AP Photo/David Zalubowski

Question: In a true crisis, what do we want our EMS services to do?

Answer: Respond as best they can and get the patient to the most appropriate place of care.

In an unprecedented crisis – like the current COVID-19 pandemic – EMS cannot afford to be hamstrung by regulations that govern “peacetime” operations, such as the makeup of the crew, having a driving certificate that qualifies you to negotiate road cones or the artificial boundary line that defines one service jurisdiction over another.

This “Let’s get the job done” approach was adopted by the Minnesota EMS Regulatory Board (EMSRB). On March 13 the board released a memo based on Statute 144E.266 suspending Emergency Ambulance Services for a minimum of five days but with a possible extension of up to 30 days that could be authorized by the State’s Executive Council.

Keep EMS staffed and operating

The order states that “during this declared emergency, normal operations should be maintained when possible.” However, operations may be modified, as outlined below, when necessary.”

Breaking the statute down, it simply entrusts an EMS agency to do whatever is necessary to provide service during a national emergency.

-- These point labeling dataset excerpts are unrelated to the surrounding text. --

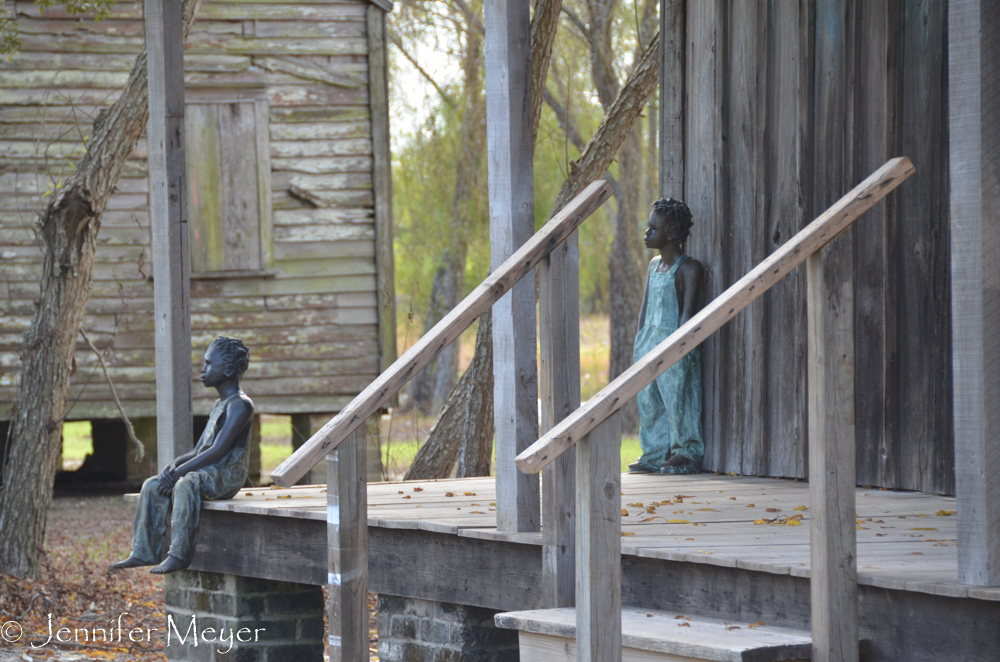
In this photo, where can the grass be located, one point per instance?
(402, 439)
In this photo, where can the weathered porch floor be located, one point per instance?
(903, 542)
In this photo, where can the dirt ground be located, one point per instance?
(84, 535)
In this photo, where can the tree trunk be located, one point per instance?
(467, 418)
(626, 278)
(434, 384)
(464, 430)
(68, 231)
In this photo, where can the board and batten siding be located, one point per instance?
(780, 108)
(311, 321)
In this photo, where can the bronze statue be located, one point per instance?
(215, 469)
(670, 431)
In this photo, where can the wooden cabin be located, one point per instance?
(289, 209)
(848, 354)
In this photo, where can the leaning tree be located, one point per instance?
(68, 230)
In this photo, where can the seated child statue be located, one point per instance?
(670, 431)
(215, 469)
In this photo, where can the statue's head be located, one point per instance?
(675, 218)
(232, 355)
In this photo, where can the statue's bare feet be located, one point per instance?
(130, 562)
(170, 564)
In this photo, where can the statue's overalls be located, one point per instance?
(221, 480)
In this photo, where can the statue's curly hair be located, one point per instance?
(235, 355)
(677, 216)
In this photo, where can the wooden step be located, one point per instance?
(549, 635)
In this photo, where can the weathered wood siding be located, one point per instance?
(312, 326)
(785, 107)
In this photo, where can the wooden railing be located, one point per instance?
(595, 429)
(516, 267)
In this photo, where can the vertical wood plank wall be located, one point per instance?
(313, 327)
(750, 164)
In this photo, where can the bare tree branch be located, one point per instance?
(398, 43)
(544, 25)
(565, 121)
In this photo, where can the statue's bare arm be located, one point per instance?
(238, 414)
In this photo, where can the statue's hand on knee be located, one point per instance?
(168, 478)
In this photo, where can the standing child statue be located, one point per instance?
(215, 469)
(670, 432)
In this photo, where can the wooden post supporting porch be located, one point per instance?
(512, 222)
(559, 382)
(168, 217)
(974, 142)
(347, 537)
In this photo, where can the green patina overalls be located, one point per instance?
(669, 407)
(221, 480)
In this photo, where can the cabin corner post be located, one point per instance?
(378, 81)
(974, 146)
(559, 386)
(512, 222)
(833, 537)
(347, 544)
(168, 218)
(598, 543)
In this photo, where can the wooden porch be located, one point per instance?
(702, 555)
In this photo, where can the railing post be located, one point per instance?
(347, 544)
(559, 384)
(974, 146)
(833, 538)
(512, 223)
(598, 544)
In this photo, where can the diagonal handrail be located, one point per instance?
(740, 295)
(516, 267)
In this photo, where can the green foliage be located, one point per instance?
(10, 36)
(426, 150)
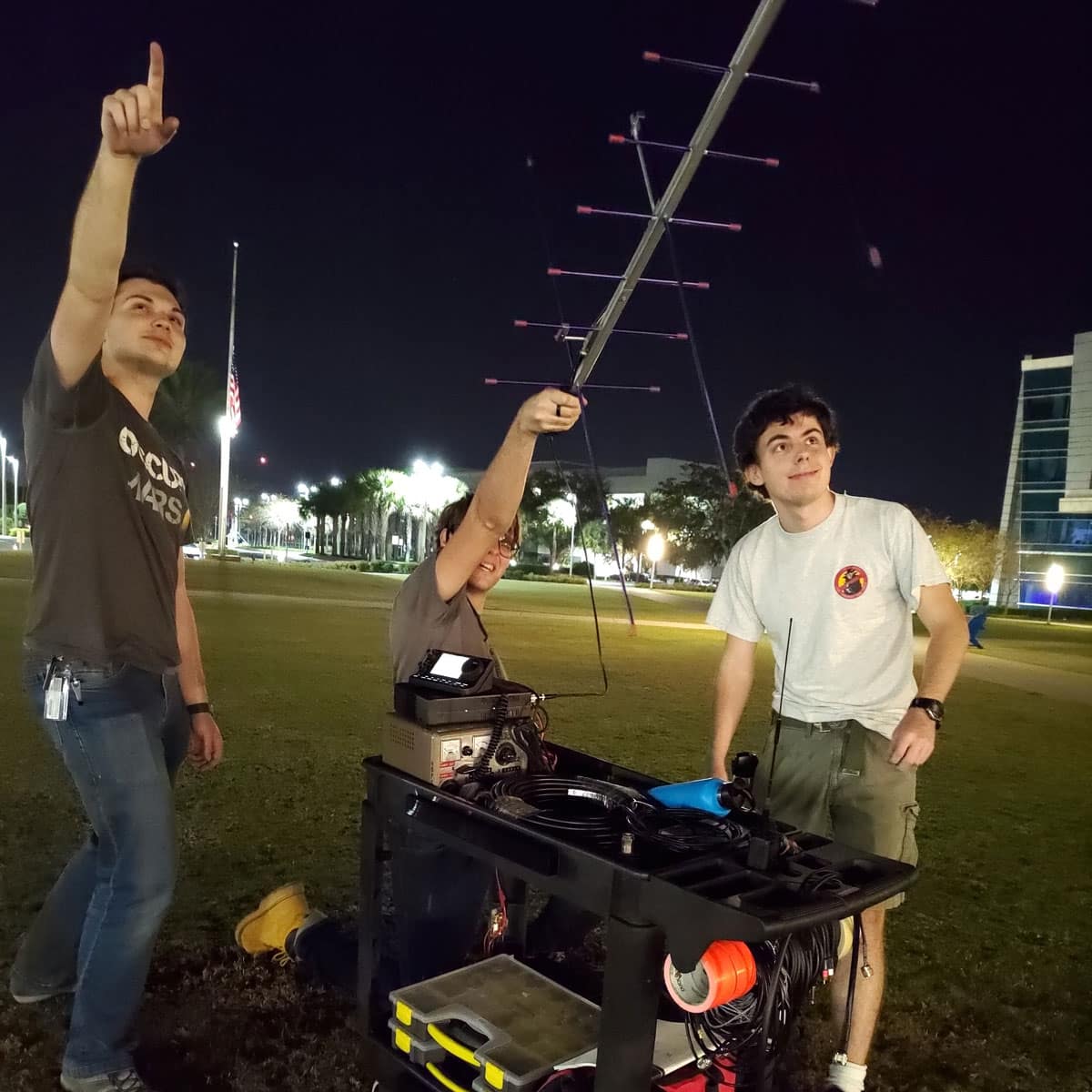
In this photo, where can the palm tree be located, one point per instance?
(185, 414)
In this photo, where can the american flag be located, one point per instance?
(234, 403)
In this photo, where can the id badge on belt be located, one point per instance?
(59, 685)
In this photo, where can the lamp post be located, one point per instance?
(572, 530)
(4, 485)
(655, 551)
(15, 475)
(1055, 578)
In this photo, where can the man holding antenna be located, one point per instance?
(438, 893)
(113, 664)
(845, 573)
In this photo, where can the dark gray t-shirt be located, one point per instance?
(420, 621)
(106, 498)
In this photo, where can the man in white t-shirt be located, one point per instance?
(847, 573)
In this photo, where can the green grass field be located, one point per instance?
(989, 958)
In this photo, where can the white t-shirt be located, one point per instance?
(850, 587)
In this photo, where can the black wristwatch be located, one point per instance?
(934, 709)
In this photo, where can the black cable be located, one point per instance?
(686, 830)
(752, 1031)
(500, 720)
(585, 811)
(851, 992)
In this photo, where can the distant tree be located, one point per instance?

Services are authorized to provide the highest available trained staff even if this means a responding crew member has no certification (but is acting under the supervision of another). Related to this, the minimum requirements for interhospital transfer are also lifted. This could mean that an ambulance crew comprises a certified attendant and a basic driver. In terms of the driver, the additional removal of the EVOC qualification means that a “civilian” driver can also operate the vehicle if necessary. The ambulance could also conceivably be staffed by a single person if it keeps the service available.

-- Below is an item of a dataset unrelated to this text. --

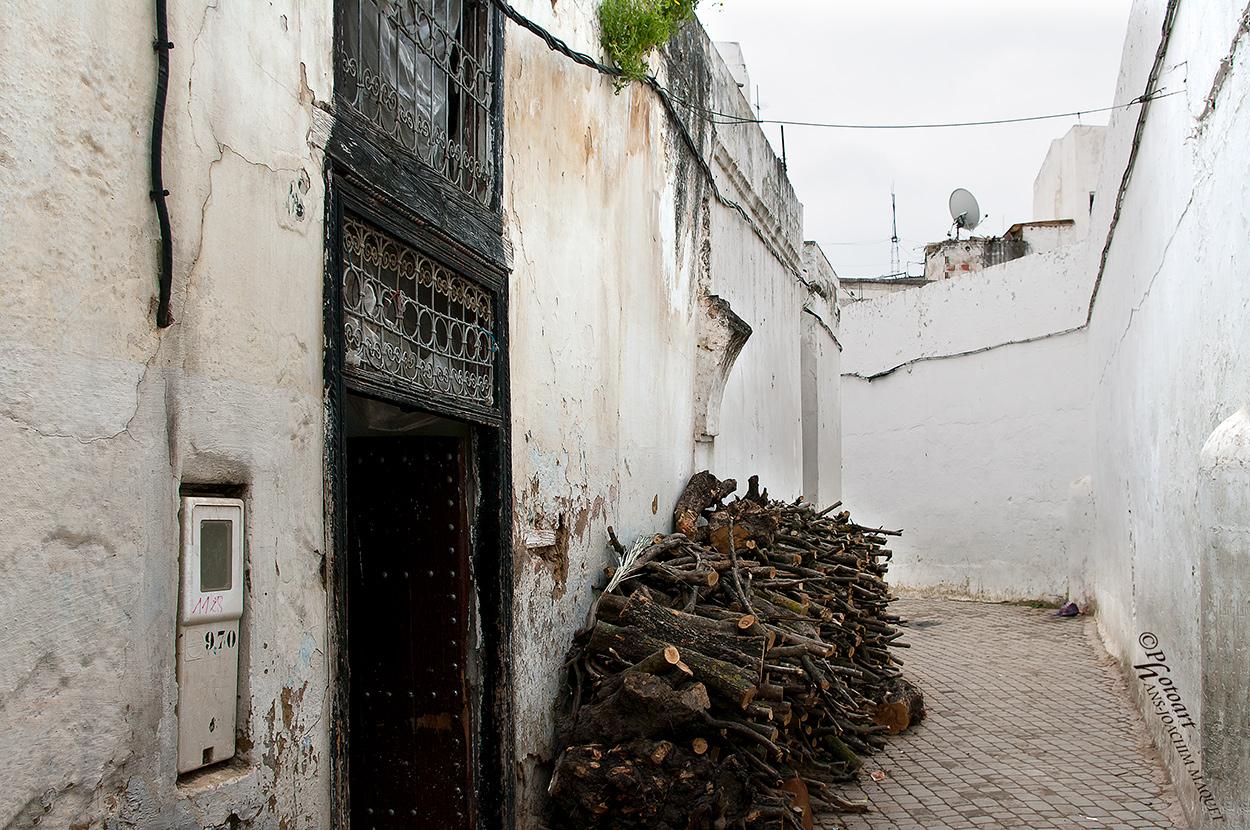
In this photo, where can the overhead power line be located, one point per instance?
(729, 119)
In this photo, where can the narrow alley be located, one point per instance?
(1029, 725)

Service designation and locality

The statute also allows services that cannot physically provide a 24-hour service to temporarily close, presumably to allow for crew rest and recuperation. Additionally, the designation of the ambulance provider of ALS or BLS is removed and all are simply “ambulances” and can all be sent to any and every call for service. The statute’s removal of Primary Service Areas means that the emergency ambulance response isn’t constrained to its own and original jurisdiction.

Stock and equipment

Ambulance stock and equipment are also covered. The state list of mandated equipment is suspended, as are the regulations governing the maintenance, sanitation, storage and testing of equipment, supplies and drug requirements. Minnesota also allows for the use of expired items, although they defer to the CDC for the definitive list.

Prehospital care data

The requirements for prehospital care data are waived, and I assume this to be CARES and NEMSIS state data requirements, but organizations are (and should) maintain basic data to understand the volumes and conditions to preserve their activity for the future.

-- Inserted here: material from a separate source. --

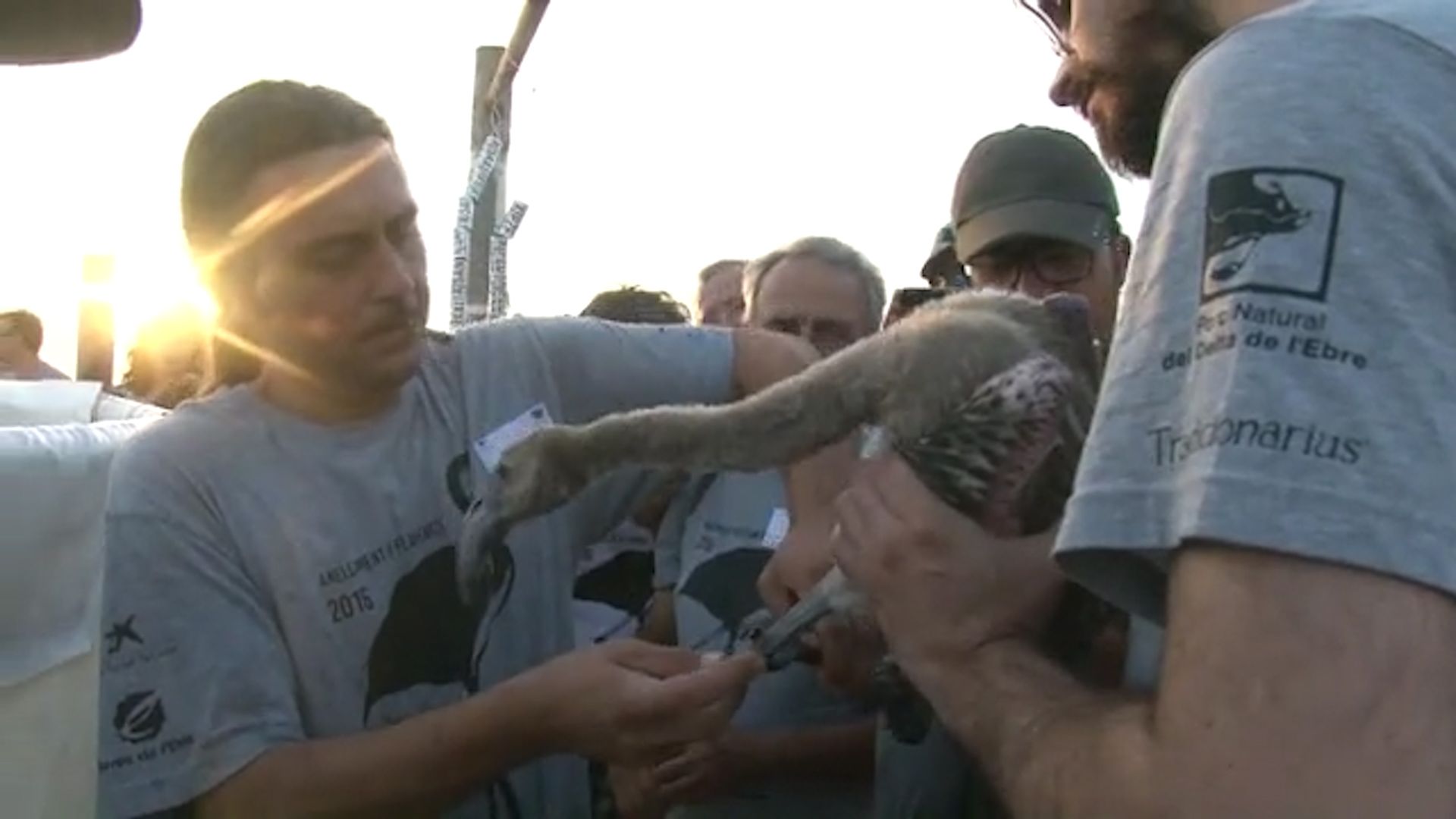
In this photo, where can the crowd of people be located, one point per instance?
(1266, 487)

What comes next for EMS leaders

In the coming days, weeks and months, EMS leaders will need to make brave command decisions to keep services levels up and serving the population. Minnesota’s actions have been the first, but I suspect not the only, regulatory constraining domino that will fall.

Minnesota’s statute was also released on the same day that the Interstate Commission for EMS Personnel Practice approved the use of the EMS Compact process, effective March 16, in response to personnel needs associated with COVID-19. This decision enables EMS personnel licensed in Compact member states (home states) to cross state borders using a privilege to practice and work in other Compact states (remote state) without getting an EMS license in the remote state. The compact contains 18 member states with two further states awaiting a governor’s signature. It may be that we may have to rapidly revisit this (now that the need has truly arrived) to rapidly induct the remaining half of the country not currently involved.

In analyzing our current situation, I reflect on my time as a military medical commander where we adopted the view that in the event of a high battle casualty day, an ambulance would be whatever I designated it to be. In other words, if the needs of the moment meant employing flatbed trucks with the cooks driving, then so be it – the priority was to evacuate and save a life. I think this is what Minnesota has just empowered its EMS systems to do.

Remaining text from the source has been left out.